Greenpeace bekritiseert de beslissing van de Europese Commissie om de Franse en Duitse houthandelsfederaties een formele rol toe te kennen in het toezicht op de naleving van de EUTR, de Europese wetgeving tegen illegale houthandel.
"Houthandelsfederaties vragen om bedrijven voor te schrijven hoe ze de illegale houthandel moeten aanpakken, is als de alcoholindustrie verantwoordelijk maken voor ontwenningsprogramma's. Er is een reëel risico dat de beslissing de effectiviteit van wetten om illegale houtkap tegen te gaan, ondermijnt", zo beargumenteert Greenpeace.
De handelsfederaties werden erkend als toezichthoudende organisaties onder de EU Houtverordening. Ze worden verwacht een stelsel van zorgvuldigheidseisen te ontwikkelen om te voorkomen dat marktdeelnemers illegaal hout op de markt brengen, het gebruik van dat stelsel te verifiëren en de autoriteiten in te lichten als de marktdeelnemers de wet overtreden.
In het kader van de EU Houtverordening moet een toezichthoudende organisatie verzekeren dat er geen belangenconflict is bij het uitoefenen van haar functie en bewijzen dat ze maatregelen neemt om de objectiviteit en onpartijdigheid van haar activiteiten te waarborgen. Greenpeace vraagt de Europese Commissie en de handelsfederaties om uit te leggen hoe ze verzekeren dat deze vereisten nageleefd worden.
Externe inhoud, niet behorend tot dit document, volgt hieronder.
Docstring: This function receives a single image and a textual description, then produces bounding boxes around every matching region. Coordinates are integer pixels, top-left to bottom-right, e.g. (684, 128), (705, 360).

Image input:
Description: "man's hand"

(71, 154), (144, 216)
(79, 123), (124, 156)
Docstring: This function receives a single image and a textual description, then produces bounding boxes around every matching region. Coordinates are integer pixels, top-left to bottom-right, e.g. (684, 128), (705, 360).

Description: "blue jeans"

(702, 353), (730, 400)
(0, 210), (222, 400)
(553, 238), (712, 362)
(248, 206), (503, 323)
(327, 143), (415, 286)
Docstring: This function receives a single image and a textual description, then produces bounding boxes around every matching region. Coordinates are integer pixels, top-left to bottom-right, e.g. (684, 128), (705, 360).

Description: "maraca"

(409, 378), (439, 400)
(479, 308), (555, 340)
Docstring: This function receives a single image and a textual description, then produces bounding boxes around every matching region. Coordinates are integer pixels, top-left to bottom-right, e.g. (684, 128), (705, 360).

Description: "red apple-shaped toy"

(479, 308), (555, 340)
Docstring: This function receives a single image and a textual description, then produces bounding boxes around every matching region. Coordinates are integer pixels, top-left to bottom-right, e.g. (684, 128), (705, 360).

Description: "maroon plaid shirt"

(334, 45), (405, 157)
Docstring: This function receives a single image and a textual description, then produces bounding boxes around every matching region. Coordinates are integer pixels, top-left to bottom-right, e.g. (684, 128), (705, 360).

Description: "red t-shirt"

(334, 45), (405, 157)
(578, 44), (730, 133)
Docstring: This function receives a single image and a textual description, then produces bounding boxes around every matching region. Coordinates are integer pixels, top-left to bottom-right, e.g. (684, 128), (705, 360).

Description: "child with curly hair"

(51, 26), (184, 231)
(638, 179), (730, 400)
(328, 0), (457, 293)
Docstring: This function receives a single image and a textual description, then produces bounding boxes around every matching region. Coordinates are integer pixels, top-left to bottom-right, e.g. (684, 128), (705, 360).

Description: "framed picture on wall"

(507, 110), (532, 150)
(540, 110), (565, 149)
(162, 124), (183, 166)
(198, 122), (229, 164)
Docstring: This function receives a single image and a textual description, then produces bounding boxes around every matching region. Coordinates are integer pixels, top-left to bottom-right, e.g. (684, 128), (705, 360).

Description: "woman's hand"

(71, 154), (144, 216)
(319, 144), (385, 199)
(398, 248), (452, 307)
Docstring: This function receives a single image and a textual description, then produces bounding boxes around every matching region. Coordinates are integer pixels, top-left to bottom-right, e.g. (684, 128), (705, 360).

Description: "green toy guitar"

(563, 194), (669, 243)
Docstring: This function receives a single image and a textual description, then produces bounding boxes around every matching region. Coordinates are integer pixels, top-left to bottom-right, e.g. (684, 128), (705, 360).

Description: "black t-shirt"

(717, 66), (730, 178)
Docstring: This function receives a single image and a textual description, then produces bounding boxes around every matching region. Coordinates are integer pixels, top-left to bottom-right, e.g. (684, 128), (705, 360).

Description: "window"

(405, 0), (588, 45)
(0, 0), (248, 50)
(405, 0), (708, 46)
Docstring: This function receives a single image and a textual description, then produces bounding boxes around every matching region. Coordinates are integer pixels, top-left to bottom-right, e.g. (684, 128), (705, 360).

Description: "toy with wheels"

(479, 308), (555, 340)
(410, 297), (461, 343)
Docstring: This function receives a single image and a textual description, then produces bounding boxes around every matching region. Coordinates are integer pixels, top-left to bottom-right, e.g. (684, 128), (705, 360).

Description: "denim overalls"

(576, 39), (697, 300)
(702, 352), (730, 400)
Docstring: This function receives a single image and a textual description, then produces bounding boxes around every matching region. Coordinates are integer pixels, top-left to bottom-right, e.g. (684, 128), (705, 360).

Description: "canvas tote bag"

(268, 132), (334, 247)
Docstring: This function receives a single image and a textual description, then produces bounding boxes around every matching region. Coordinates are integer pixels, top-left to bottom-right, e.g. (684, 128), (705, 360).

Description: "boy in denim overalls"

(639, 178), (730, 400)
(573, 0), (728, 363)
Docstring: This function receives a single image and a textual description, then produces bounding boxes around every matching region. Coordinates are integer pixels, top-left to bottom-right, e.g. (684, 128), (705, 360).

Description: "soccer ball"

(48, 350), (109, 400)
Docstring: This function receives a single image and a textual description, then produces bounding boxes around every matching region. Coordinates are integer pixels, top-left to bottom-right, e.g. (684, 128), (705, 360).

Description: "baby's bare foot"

De Europese Houtverordening, die in werking trad op 3 maart 2013, is erop gericht illegale houtkap te bestrijden en te voorkomen dat illegaal hout op de EU-markt wordt gebracht. De wet verbiedt illegaal gekapt hout en afgeleide producten op de EU-markt en verplicht marktdeelnemers om een stelsel van zorgvuldigheidseisen te onderhouden om hun toevoerketens te zuiveren.